One example is Ramona, an employee at West Alabama Women’s Center, who claimed her "trust in God" is what led her to the clinic, where she tends to patients who have undergone abortion procedures.

She and her fellow coworkers, "most of them black, deeply faithful Christian women," claimed they have no trouble reconciling their work with their religious beliefs.

"God is on our side, they tell each other. God will keep this clinic open," the AP reported following interviews with the clinic's staff of 11.

The clinic's director, Alesia Horton, dismissed the protesters who often demonstrate outside the building holding Christian banners and signs with Bible verses on them. "I don’t know what Bible they’re reading, 'cause it’s not the one that I read," she said.
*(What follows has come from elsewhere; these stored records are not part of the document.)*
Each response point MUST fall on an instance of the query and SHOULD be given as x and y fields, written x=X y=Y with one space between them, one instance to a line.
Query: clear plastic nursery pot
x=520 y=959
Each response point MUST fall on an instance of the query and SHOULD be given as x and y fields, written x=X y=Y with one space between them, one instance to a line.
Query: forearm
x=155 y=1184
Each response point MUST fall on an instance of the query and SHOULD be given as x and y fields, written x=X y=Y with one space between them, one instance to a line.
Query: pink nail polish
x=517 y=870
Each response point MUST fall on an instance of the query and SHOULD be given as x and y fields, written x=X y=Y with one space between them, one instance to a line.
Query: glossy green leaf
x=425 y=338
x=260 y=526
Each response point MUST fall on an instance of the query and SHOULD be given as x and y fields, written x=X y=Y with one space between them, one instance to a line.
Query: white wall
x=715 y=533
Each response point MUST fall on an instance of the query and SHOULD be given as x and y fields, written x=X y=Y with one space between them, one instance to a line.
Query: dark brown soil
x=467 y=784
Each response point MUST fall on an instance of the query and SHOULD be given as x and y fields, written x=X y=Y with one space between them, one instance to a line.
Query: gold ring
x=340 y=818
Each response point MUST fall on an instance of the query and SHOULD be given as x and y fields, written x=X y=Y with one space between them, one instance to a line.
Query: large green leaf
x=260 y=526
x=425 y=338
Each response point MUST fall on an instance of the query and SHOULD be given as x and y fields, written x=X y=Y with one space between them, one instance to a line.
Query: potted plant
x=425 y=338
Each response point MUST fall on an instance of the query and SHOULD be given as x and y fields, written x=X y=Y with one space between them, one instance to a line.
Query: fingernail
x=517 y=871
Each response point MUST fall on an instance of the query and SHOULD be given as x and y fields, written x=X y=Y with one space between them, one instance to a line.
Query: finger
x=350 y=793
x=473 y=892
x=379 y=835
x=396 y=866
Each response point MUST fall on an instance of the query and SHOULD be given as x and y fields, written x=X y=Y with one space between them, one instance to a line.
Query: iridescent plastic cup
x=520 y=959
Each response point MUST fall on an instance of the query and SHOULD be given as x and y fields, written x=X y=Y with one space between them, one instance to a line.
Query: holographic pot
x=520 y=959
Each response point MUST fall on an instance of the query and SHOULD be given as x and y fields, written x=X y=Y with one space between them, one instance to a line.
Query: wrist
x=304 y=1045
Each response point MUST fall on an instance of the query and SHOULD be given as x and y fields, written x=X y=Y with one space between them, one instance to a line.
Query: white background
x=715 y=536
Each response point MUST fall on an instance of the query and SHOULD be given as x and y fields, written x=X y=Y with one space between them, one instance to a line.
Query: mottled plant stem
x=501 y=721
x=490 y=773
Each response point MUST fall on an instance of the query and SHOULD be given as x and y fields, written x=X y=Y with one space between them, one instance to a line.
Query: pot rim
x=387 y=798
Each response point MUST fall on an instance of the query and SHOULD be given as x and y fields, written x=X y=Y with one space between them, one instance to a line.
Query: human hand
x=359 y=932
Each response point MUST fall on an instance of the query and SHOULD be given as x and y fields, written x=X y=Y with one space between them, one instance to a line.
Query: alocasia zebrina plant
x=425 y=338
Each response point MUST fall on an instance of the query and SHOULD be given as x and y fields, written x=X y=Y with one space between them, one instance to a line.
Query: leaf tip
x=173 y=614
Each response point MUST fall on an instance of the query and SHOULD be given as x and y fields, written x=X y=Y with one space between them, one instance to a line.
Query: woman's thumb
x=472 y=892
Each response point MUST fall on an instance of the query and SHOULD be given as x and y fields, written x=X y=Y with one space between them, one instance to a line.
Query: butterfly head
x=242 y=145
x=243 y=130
But for most Christians, the Bible seems perfectly clear on the matter. All are created "in the image of God" (Gen. 1:26-27) by a loving Father who knew them before He formed them (Jer. 1:5) and personally knit them together in their mother's womb (Ps. 139:13-16; Job 31:15). Just as well, the Lord hates "the hands that shed innocent blood" (Prov. 6:17).

But abortion advocate Kendra Cotton, a religious member of the Black Southern Women’s Collective, a coalition of black women organizers, claims most Christians are missing the point.

She told the AP, "We need to have a real conversation about what we describe as Christianity." The news agency then paraphrased her words to assert that "the white evangelical worldview that abortion is murder has consumed the conversation, flattening the understanding of how religion and views on abortion truly intersect."

Cotton then loosely and irresponsibly strung together a range of biblical themes in an attempt to support her support for abortion: "We know that Christianity supports freedom, and inherent in freedom is bodily autonomy. Inherent in Christianity is free will. When people talk about the body being a temple of God, you have purview over your body, there is nothing more sacred."

Cotton and her ideological companions at the West Alabama Women’s Center are not alone in their views. The Public Religion Research Institute found in 2019 that nearly 70% of black Protestants believe abortion should be legal in most or all cases. Moreover, nearly 60% of white mainline Protestants and more than half of white Catholics believe the same.

Though attitudes continue to change on the issue. And in recent years, more and more Americans have expressed support for stronger restrictions, especially when pollers are careful to avoid buzzwords and identity politics in their surveys.